Gay women are more likely to reveal their sexuality to team-mates than their male counterparts who fear a backlash, Canterbury sporting coaches say.
The comments follow claims by former North Canterbury rugby representative Jay Claydon that his team held a vote to exclude him from the club because he was gay.
The Kaiapoi and Belfast clubs, who he played for in 2006 and 2007, denied he was asked to leave because of his sexuality. Former team-mates backed that assertion.
The Press spoke with Canterbury sporting coaches across the codes, with many saying there would not be an issue if a player in their team announced they were gay.
Mainland Pride women's football coach Gareth Turnbull, who also plays in the local men's premier league, said in his experience gay women felt more comfortable revealing their sexuality than men.
There were two openly gay players in the provincial women's side but coming across a gay male player was not as likely in what was often a "macho" environment.
Turnbull played football in the United States with a gay man who "got a a bit of stick from time to time" but said everyone welcomed the player.
"I think there would definitely be a higher percentage of gay athletes that haven't come out compared with those that have, and the reasons why would include fear of how they would be treated or excluded," he said.
A provincial cricket coach, who declined to be named, agreed, saying homosexuality was relatively common among women in the sport but he did not believe male cricketers would feel as comfortable being openly gay.
There was still a stigma within women's cricket, he said. Some parents were reluctant to allow their daughters to join because lesbian women played the sport.
West Melton senior rugby coach Craig Hale, who has coached at senior and representative level for 20 years, believed many of his players would be accepting of a gay team-mate, if that player respected the sexuality of other players.

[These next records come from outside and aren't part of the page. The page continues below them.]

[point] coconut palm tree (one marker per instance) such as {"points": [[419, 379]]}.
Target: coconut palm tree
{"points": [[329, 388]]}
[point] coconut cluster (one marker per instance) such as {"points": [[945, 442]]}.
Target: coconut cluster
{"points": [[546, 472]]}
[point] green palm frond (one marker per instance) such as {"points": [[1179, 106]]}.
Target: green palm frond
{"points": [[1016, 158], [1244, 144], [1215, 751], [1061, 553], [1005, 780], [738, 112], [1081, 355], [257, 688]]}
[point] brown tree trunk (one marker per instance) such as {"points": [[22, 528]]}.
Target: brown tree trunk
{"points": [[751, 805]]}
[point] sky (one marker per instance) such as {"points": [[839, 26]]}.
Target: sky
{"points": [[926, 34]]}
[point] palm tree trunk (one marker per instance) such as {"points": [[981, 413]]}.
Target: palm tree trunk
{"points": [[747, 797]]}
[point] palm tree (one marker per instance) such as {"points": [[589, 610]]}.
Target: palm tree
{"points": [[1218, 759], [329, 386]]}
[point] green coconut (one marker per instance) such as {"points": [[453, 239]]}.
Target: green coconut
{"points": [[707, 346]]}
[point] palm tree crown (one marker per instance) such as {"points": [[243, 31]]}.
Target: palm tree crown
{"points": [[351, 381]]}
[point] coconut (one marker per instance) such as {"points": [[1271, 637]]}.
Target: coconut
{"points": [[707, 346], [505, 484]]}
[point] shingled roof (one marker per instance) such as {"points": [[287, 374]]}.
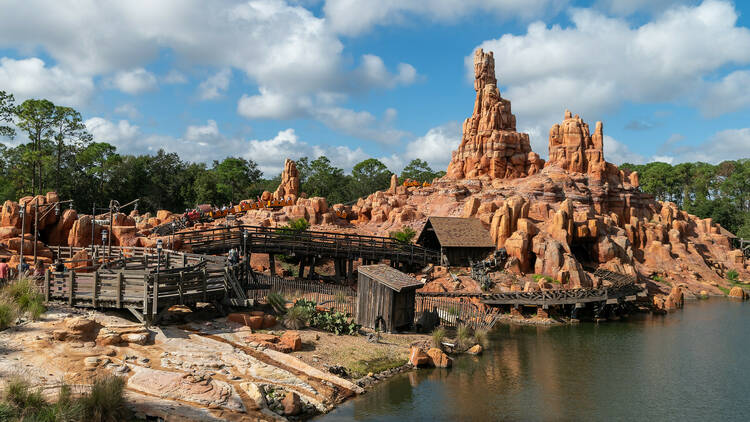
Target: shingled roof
{"points": [[388, 276], [457, 232]]}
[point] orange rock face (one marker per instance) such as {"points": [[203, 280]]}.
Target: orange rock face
{"points": [[490, 147], [289, 187]]}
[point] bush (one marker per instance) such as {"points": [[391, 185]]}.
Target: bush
{"points": [[105, 402], [463, 336], [277, 302], [405, 235], [480, 336], [732, 275], [7, 315], [296, 318], [438, 336], [297, 226]]}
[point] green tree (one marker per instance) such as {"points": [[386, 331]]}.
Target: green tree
{"points": [[235, 176], [369, 176], [420, 171], [36, 118], [68, 131]]}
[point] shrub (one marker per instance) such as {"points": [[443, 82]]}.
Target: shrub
{"points": [[463, 336], [7, 315], [297, 226], [481, 336], [335, 322], [405, 235], [438, 336], [732, 275], [296, 318], [105, 403], [277, 302]]}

In 2005, he coached a player who was openly gay in a country rugby team. The player was "highly respected", Hale said.
"He was out and everyone knew about it. I never saw him receive any ridicule . . . there may have been the odd, cheeky remark but nothing malicious."
A recent study of 2500 Australians, including professional and amateur sportspeople, found 85 per cent of gay and bisexual people had witnessed or experienced discrimination in a sporting environment.
University of Waikato senior lecturer of sport and leisure lisahunter, who changed her name as part of a social experiment, has researched sexuality in schools and physical leisure activities.
Some men were not as accepting because they felt threatened towards "anything that's not the norm".
"Sport is a conservative area that is failing to move with the times," she said.
Gay New Zealand sportspeople:
Blake Skjellerup: The New Zealand Olympic speed skater came out to the public in 2010 during an interview with an Australian magazine.
Ryan Sanders: The former Buller and Canterbury B rugby player revealed he was gay earlier this year. He had never felt comfortable to tell his team-mates during his playing days.
Louisa Wall: An original Black Fern named in New Zealand's first women's rugby team in 1989.
Amini Fonua: The New Zealand-born swimmer, who represented Tonga at the London Olympics, announced he was gay last year.
Blyth Tait: The Olympic gold medal-winning Kiwi equestrian has been openly gay for some time.